Here is a non-text example that was trained on the survival of Titanic passengers.

In [None]:
df = pd.read_csv('http://vincentarelbundock.github.io/Rdatasets/csv/datasets/Titanic.csv', na_values='*').dropna()
# Make the passenger class column numeric (e.g. 1,2,3) instead of strings (e.g. '1st', '2nd', '3rd')
df['PClass'] = df['PClass'].apply(lambda x: float(x[0]))

clf = tree.DecisionTreeClassifier()
clf = clf.fit(df[['PClass', 'Age', 'SexCode']], df['Survived'])

The decision tree for this classifier is [posted as a PDF](data/images/titanic.pdf). Reading from the top:

- By default, assume that the passenger didn't survive.
- The most important indicator of survival is gender. If the gender is '0' (Male), assume the person died, else assume they survived.
- Amongst men, Age <= 12 was an indicator of survival. Amongst women, the most important next differentior was whether they were in first class (survived) or third (did not survive).

And so on. The zoomed out view shows the grimness: men on left, women on right, dark orange is likely non-survival while dark blue is likely survival.

![](data/images/titanic-zoomed-out.png)

### Agglomerative Clustering

Here is an example of agglomerative cluster - 'bottom-up' clustering:

In [None]:
%matplotlib inline
from sklearn.cluster import AgglomerativeClustering
from scipy.cluster.hierarchy import dendrogram, linkage

# Learn clusters
model = AgglomerativeClustering()
model = model.fit(data_tfidf.toarray())

# Visualize the clusters
Z = linkage(model.children_)
graph = dendrogram(Z, orientation='right', labels=info['title'].values)

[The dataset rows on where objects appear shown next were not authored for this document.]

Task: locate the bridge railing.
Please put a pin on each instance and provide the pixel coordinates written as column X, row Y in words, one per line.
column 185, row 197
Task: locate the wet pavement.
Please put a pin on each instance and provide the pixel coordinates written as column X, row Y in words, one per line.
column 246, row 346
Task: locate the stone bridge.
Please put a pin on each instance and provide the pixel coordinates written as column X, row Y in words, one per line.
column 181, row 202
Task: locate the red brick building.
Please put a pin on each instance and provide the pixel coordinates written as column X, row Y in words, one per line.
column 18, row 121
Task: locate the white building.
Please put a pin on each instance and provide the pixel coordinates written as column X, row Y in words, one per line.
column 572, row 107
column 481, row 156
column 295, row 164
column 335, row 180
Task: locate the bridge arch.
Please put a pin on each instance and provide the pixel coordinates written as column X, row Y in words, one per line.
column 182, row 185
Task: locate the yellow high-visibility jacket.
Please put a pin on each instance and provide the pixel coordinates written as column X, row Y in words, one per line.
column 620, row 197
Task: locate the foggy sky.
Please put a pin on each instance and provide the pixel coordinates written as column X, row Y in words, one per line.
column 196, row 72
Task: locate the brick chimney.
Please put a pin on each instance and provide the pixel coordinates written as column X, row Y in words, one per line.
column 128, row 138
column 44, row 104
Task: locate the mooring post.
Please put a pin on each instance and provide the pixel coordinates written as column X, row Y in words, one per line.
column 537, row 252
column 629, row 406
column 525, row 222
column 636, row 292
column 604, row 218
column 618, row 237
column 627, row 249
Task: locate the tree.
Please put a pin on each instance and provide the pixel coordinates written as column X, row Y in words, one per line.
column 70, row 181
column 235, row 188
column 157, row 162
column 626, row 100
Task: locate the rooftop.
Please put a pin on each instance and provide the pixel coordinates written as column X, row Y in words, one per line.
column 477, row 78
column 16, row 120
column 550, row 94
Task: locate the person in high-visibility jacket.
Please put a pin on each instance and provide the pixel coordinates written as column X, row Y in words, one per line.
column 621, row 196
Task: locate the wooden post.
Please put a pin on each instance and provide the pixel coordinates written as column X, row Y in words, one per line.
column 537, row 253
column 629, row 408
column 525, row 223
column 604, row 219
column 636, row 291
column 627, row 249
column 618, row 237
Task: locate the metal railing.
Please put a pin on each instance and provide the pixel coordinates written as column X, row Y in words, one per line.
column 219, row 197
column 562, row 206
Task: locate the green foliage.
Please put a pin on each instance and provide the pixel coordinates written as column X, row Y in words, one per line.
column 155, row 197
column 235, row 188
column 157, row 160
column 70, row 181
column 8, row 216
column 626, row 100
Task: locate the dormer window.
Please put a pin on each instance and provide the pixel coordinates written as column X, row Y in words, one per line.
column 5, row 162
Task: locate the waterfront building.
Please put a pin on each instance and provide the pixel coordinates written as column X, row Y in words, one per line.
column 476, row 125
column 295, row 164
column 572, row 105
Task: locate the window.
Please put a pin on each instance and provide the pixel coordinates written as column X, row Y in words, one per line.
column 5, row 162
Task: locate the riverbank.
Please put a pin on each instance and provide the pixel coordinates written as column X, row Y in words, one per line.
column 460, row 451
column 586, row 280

![](data/images/dendrogram-clusters.png)

These clusters are visualized using a dendrogram. The lines connect similar books or clusters, and the depth of the lines shows how similar those two nodes are. For example the cluster of _Cujo_ and _Dance macabre_ is very dissimilar from the cluster of all the other books, which is why the blue line extends so far to the right when connecting them.